For the three months ended 26 September 2020, sales volumes increased 3.1% in aggregates, and decreased 1.0% in ready-mix concrete, 6.4% in asphalt and 11.3% in cement relative to the same period last year. Average selling prices in the third quarter of 2020 decreased 2.2% in aggregates, and increased 0.5% in cement, 4.6% in ready-mix concrete, and were flat in asphalt relative to the prior year period. The company had organic price growth across all lines of business during the third quarter of 2020.
Anne Noonan, CEO of Summit Materials, commented, "Our West segment performance was the highlight of the quarter, delivering 16.5% growth in Adjusted EBITDA in Q3, as migration trends favour certain US central and western suburban and exurban markets that we serve. Company-wide, adjusted cash gross profit margin has held steady. We are focused on consistent organic growth with investment in greenfields and Summit end markets that are underpinned by strong growth fundamentals. Sustainable organic growth serves as a foundation to support strategic acquisitions, such as Multisources of Texas, and Valley Gravel of British Columbia, which we completed in the third quarter while keeping our leverage ratio steady at 3.5x. Most importantly, we continue to vigilantly practice safety and distancing protocols in response to the COVID-19 outbreak."

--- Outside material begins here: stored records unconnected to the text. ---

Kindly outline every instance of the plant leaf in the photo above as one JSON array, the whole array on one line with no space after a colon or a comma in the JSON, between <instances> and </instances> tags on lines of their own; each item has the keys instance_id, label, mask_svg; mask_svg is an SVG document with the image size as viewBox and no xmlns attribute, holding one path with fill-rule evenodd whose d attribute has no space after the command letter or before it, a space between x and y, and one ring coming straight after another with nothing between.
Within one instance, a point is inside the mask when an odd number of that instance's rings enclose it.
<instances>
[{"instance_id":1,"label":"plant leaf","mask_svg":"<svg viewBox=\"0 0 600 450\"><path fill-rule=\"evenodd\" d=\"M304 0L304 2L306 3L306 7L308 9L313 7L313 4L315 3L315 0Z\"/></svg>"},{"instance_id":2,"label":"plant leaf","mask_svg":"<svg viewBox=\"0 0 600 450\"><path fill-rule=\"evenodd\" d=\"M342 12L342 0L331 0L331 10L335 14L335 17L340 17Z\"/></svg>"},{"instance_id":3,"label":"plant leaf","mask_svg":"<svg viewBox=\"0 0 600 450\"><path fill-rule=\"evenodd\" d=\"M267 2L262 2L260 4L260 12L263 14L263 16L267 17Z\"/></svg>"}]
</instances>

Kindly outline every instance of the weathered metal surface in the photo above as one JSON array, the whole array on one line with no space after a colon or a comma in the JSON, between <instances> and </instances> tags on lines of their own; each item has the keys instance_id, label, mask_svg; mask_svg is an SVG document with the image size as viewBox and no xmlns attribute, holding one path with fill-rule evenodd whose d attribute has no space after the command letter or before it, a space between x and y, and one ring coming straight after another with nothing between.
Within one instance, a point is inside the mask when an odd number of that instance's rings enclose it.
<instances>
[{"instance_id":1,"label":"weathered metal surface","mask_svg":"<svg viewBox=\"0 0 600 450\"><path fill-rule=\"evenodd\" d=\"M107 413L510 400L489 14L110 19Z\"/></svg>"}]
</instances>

As of 26 September 2020, the company had US$288.8 million in cash and US$1.9 billion in debt outstanding. The company's US$345 million revolving credit facility has US$329 million available after letters of credit. For the nine months ended 26 September 2020 cash flow provided by operations was US$218.0 million while cash paid for capital equipment was US$140.0 million. Brian Harris, CFO of Summit Materials added, "During Q3, we strengthened our balance sheet by redeeming all of the outstanding US$650 million 6.125% notes due 2023, which was our nearest term maturity, with proceeds from our issuance of US$700 million of 5.250% notes due 2029. Summit reported over US$617 million in available liquidity at quarter end."
Given the uncertainties relating to COVID-19, Summit is not providing Adjusted EBITDA guidance at this time. Noonan continued, "We continue to believe that it is prudent to forego providing guidance pending better visibility into the ultimate resumption of normal business conditions."
The company is expanding its previously announced 2020 capital expenditure guidance to US$175 million to US$185 million, including US$50 million to US$60 million for greenfield projects. This is an increase from the company's previous guidance of US$145 million to US$160 million.
Cement segment net revenues decreased 14.3% to US$84.9 million in the third quarter 2020, when compared to the prior-year period, on lower sales volume of cement. Cement adjusted cash gross profit margin decreased to 45.1% in the third quarter, compared to 46.0% in the prior year period, as lower volumes resulted in higher unit plant costs. In addition, the company’s solid waste processing facility continued to undergo repairs related to an explosion that occurred in April 2020. The Adjusted EBITDA impact from the down time at the facility was approximately US$4.3 million in the third quarter. Organic sales volume of cement decreased 11.3% in the third quarter and organic average selling prices increased 0.5% when compared to the prior year period.